Trump says he expects to be arrested, calls on supporters to protest

New York prosecutor is eyeing charges in a case examining hush money paid to women who alleged sexual encounters with the former president.

Trump has cast the investigation against him as a “witch hunt” by a Democratic prosecutor bent on sabotaging his 2024 presidential campaign.
Reuters

Trump has cast the investigation against him as a “witch hunt” by a Democratic prosecutor bent on sabotaging his 2024 presidential campaign.

Donald Trump said in a social media post that he expects to be arrested on Tuesday as a New York prosecutor is eyeing charges in a case examining hush money paid to women who alleged sexual encounters with the former president.

Trump said in a social media post on Saturday that “illegal leaks” from the Manhattan district attorney's office indicate that “THE FAR & AWAY LEADING REPUBLICAN CANDIDATE & FORMER PRESIDENT OF THE UNITED STATES OF AMERICA, WILL BE ARRESTED ON TUESDAY OF NEXT WEEK.”

Trump has declared in November that he is running again for president in 2024, and polls show he is the leading candidate of the Republican Party.

Messages left on Saturday with the district attorney’s office were not immediately returned.

Representatives for Trump did not immediately respond to calls for comment.

Trump did not provide any details on social media about how he knew about the expected arrest.

In his postings, he repeated his lies that the 2020 presidential election he lost to Democrat Joe Biden was stolen and he urged his followers to “PROTEST, TAKE OUR NATION BACK!” That language evoked the message from the then-president that preceded the deadly riot at the US Capitol on January 6, 2021.

Law enforcement officials in New York have been making security preparations for the possibility that Trump could be indicted.

There has been no public announcement of any time frame for the grand jury’s secret work in the case, including any potential vote on whether to indict the ex-president.

Trump's posting echoes one made last summer when he broke the news on social media that the FBI was searching his home as part of an investigation into the possible mishandling of classified documents.

The grand jury in Manhattan has been hearing from witnesses, including former Trump lawyer Michael Cohen, who says he orchestrated payments in 2016 to two women to silence them about sexual encounters they said they had with Trump a decade earlier.

Trump denies the encounters occurred, says he did nothing wrong and has cast the investigation as a “witch hunt” by a Democratic prosecutor bent on sabotaging the Republican’s 2024 presidential campaign.

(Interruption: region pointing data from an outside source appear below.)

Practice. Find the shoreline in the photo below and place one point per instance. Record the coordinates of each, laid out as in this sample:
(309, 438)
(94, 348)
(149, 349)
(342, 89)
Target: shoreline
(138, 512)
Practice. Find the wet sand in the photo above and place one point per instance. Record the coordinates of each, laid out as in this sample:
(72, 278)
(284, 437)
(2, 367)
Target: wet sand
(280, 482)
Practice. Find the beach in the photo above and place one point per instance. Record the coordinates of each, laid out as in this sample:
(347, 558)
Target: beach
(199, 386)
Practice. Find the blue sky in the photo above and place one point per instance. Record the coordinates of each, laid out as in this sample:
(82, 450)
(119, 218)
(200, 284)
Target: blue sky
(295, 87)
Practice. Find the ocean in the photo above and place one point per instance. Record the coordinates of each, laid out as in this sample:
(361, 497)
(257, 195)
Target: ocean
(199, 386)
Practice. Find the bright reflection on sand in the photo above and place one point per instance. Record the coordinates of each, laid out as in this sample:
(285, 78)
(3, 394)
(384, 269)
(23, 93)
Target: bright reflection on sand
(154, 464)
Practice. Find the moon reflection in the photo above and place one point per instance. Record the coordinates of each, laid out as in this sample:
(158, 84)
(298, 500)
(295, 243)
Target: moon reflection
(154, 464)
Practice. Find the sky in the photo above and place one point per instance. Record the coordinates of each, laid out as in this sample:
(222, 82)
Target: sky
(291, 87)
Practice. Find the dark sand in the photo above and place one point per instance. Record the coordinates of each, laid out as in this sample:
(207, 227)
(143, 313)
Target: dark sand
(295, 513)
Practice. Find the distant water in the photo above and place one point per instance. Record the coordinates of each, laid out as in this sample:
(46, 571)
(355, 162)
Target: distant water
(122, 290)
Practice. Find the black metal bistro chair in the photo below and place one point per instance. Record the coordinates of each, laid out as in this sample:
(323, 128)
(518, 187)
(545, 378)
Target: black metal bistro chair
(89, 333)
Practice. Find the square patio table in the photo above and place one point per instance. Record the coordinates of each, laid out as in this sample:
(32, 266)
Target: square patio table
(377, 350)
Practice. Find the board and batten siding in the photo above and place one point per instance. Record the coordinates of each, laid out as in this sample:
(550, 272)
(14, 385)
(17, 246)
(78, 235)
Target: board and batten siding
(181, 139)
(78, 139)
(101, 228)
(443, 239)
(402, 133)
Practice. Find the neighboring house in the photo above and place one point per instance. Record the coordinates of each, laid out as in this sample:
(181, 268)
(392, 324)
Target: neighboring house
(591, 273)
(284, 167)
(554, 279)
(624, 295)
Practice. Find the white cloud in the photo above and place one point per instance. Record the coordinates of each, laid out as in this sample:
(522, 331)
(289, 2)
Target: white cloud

Manhattan District Attorney Alvin Bragg’s office has apparently been examining whether any state laws were broken in connection with the payments or the way Trump’s company compensated Cohen for his work to keep the women’s allegations quiet.

Daniels and at least two former Trump aides — onetime political adviser Kellyanne Conway and former spokesperson Hope Hicks — are among witnesses who have met with prosecutors in recent weeks.

Cohen has said that at Trump’s direction, he arranged payments totalling $280,000 to porn actor Stormy Daniels and Playboy model Karen McDougal.

According to Cohen, the payouts were to buy their silence about Trump, who was then in the thick of his first presidential campaign.